I felt out of place around black folk the most. Black people have no qualms telling you about yourself to your face or gossiping about you behind your back. I know, I know…you would say all races do this, but I’m not part of all races. I’m part of the black race, so I can only speak from that perspective. Typically, white people put on a façade for the sake of niceities, but black folk tell it like it is and we are often our own worse enemy. I see it all the time when we hate on one another because of the never-ending variety of skin tones we possess, our hair, etc.
Back in high school, I was the target of snickers, hurtful gestures, nasty comments. It was always because I didn’t have the up-to-date fashions, couldn’t afford to get my hair done in the latest styles, or sometimes it was because I refused to keep up with the “in” thing. So what did I do? I found like-minded black people…black people like me—those who were on the fringes, who didn’t fit in—those who cared more about what you were on the inside, rather than how you looked on the outside. They often had one trait that society deemed “wrong” with them…bad acne, overweight, etc. We formed our own little clique, a clique where all of us could feel at home.
Then I went to college and my circle expanded. I came across people from other races who were on the outside of their own cultural circles and we bonded, attracted to each other like magnets. One was a gay white man, another was an awkward Jewish girl, a heavy-set Latino guy, a nerdy black guy…the list goes on. We formed our own little group where we loved one another regardless of our background.

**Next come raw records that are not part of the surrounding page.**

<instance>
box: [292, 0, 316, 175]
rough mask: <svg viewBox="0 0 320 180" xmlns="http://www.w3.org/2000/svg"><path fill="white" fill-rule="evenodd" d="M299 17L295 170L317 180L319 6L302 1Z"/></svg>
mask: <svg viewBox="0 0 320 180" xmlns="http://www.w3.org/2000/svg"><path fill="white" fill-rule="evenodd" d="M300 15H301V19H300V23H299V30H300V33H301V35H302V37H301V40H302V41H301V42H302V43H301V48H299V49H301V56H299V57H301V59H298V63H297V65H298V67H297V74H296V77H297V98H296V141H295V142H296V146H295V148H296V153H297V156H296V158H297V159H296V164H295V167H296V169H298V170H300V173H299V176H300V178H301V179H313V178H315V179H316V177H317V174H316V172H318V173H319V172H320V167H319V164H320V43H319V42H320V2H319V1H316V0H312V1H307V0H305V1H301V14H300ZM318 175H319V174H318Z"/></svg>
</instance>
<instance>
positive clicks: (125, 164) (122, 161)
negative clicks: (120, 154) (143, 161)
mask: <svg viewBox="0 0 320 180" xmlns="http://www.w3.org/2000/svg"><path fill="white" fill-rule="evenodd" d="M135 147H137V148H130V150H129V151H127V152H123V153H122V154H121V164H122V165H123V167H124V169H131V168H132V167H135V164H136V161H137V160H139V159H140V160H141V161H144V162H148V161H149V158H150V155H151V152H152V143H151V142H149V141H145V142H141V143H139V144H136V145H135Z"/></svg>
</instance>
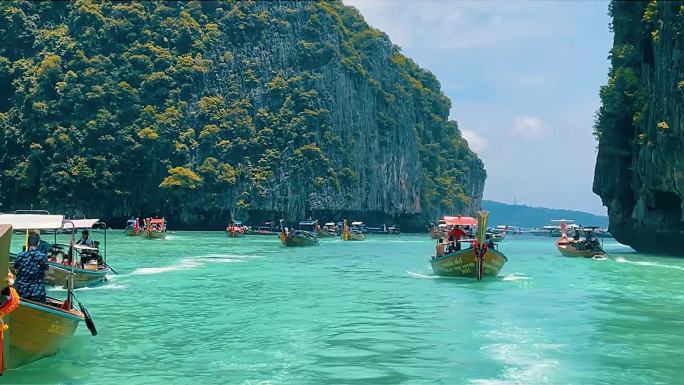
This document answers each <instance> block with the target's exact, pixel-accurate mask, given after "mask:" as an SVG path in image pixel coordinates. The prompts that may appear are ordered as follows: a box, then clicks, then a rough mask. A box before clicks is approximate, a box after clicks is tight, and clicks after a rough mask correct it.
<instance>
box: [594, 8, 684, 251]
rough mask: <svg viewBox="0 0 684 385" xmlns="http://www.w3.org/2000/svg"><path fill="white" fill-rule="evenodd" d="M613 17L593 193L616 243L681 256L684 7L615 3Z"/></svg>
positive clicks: (643, 249)
mask: <svg viewBox="0 0 684 385" xmlns="http://www.w3.org/2000/svg"><path fill="white" fill-rule="evenodd" d="M611 15H612V17H613V30H614V32H615V40H614V44H613V48H612V50H611V64H612V68H611V70H610V73H609V81H608V84H607V85H606V86H604V87H602V89H601V99H602V106H601V108H600V110H599V112H598V114H597V115H598V116H597V121H596V134H597V137H598V140H599V146H598V149H599V151H598V159H597V162H596V173H595V177H594V192H595V193H596V194H598V195H599V196H600V197H601V199H602V200H603V203H604V205H605V206H606V207H607V208H608V213H609V218H610V230H611V232H612V233H613V234H614V235H615V238H616V239H617V240H618V241H620V242H621V243H625V244H628V245H630V246H632V247H633V248H634V249H636V250H638V251H641V252H660V253H673V254H679V255H682V254H683V253H682V249H681V245H682V243H683V242H684V215H683V210H684V203H683V200H684V155H683V154H684V126H683V125H682V123H683V122H684V99H683V93H684V51H683V49H684V46H683V44H684V37H683V36H682V32H684V2H682V1H658V2H656V1H651V2H644V1H640V2H639V1H634V2H621V1H614V2H612V3H611Z"/></svg>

I no longer have the desire to fit in…to be part of the in-crowd. Well, actually, I never had the desire to be part of their circle. I may have been envious of the perks they got: the invitations to parties, the admiration of society, etc., but I didn’t really have the desire to fit in with them because I knew they were in a perpetual (yet futile) race to stay popular, something I wasn’t interested in doing.
Let me end by saying that I love my race. I just wish we could be more open to those of us who don’t fit the bill of the “perfect prototype” that many people admire: the video vixen, the baller, etc. Let’s expand our notion of what we can and should be. I’m glad I was part of the misfit circle. I wouldn’t be the wonderful person I am on the inside (as well as the outside) if I wasn’t part of that group…a group of misfits.